Zeitlich ist die Veranstaltung bewusst in die Nähe des Gedenktages für die Opfer des Nationalsozialismus gerückt. Der 27. Januar, der an die Befreiung des Konzentrationslagers Auschwitz erinnert, wurde vor 30 Jahren vom damaligen Bundespräsidenten Roman Herzog zum offiziellen „Tag des Gedenkens an die Opfer des Nationalsozialismus“ erklärt. Einige Tage vor diesem Datum wollen die Organisatorinnen und Organisatoren mit der Lichterkundgebung ein Zeichen für Erinnerungskultur und demokratische Werte setzen.

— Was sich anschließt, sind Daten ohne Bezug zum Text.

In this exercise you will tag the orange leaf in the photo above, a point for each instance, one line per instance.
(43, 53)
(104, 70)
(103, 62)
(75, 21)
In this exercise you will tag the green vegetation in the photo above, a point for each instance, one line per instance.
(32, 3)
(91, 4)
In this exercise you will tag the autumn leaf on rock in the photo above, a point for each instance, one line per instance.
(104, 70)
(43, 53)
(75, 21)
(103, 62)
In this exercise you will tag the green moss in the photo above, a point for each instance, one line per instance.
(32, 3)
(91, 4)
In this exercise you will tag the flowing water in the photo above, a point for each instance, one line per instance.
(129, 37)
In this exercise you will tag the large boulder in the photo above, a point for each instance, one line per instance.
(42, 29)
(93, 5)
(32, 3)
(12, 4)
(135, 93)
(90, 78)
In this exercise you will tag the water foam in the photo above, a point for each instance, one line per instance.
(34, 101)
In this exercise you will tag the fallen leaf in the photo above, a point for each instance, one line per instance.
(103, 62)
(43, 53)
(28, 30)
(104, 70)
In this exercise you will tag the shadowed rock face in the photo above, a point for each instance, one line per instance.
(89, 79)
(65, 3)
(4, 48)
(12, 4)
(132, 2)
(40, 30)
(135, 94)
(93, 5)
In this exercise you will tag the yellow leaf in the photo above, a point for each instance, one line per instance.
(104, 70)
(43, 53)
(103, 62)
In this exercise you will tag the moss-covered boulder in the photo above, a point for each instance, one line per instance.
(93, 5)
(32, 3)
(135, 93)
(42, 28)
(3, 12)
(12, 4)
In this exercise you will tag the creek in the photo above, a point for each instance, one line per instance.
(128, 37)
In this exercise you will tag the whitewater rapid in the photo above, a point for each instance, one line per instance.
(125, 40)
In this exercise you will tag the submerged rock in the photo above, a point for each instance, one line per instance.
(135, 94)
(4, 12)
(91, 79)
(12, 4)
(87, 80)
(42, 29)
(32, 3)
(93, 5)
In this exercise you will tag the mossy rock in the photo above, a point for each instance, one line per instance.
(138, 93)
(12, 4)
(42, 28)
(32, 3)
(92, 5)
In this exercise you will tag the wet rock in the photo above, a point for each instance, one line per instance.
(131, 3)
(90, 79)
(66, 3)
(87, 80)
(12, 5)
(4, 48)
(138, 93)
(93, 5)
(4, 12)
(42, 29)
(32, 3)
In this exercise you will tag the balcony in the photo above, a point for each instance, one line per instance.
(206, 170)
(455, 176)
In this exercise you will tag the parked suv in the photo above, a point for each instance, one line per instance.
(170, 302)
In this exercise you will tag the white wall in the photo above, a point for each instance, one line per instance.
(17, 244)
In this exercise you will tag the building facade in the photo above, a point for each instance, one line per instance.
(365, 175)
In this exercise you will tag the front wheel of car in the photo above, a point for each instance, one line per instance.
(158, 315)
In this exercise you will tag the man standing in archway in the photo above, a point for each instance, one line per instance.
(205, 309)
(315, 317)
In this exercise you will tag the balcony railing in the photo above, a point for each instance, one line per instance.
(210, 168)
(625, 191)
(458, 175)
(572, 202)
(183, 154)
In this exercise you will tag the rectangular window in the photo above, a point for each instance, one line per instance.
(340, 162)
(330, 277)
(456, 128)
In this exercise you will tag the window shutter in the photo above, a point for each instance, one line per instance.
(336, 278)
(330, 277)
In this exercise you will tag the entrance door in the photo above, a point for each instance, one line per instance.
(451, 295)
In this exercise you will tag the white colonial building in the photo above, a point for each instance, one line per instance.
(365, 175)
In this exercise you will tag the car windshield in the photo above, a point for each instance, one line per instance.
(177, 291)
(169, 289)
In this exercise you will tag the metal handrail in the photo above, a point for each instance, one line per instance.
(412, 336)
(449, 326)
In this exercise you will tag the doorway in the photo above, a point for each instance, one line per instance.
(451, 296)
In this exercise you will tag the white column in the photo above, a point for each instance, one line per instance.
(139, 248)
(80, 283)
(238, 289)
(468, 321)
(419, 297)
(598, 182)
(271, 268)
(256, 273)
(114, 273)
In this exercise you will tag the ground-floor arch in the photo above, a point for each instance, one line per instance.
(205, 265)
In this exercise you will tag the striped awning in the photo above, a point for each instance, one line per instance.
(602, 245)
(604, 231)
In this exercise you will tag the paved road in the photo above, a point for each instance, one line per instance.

Wie der Polizeipressesprecher Lars Woldt von der Polizeidirektion Flensburg auf Nachfrage mitteilte, bereitet sich die Polizei auf einen einsatzreichen Tag vor. Aufgrund der Erfahrung mit ähnlichen Veranstaltungen sei davon auszugehen, dass es im Umfeld des AfD-Infostands zu Gegenprotesten kommen könne. Die Polizei werde daher mit einem verstärkten Kräfteaufgebot rund um den Nordermarkt präsent sein.

Im Zuge des Einsatzes kann es zu Behinderungen im Innenstadtverkehr kommen, insbesondere im Bereich der Schiffbrücke, wo Einsatzfahrzeuge abgestellt werden könnten.

Damit stehen sich am Samstag zwei sehr unterschiedliche politische Signale in der Flensburger Innenstadt gegenüber: Information und Präsenz der AfD am Vormittag, ein Lichtermeer für Vielfalt, Demokratie und Zusammenhalt am späten Nachmittag.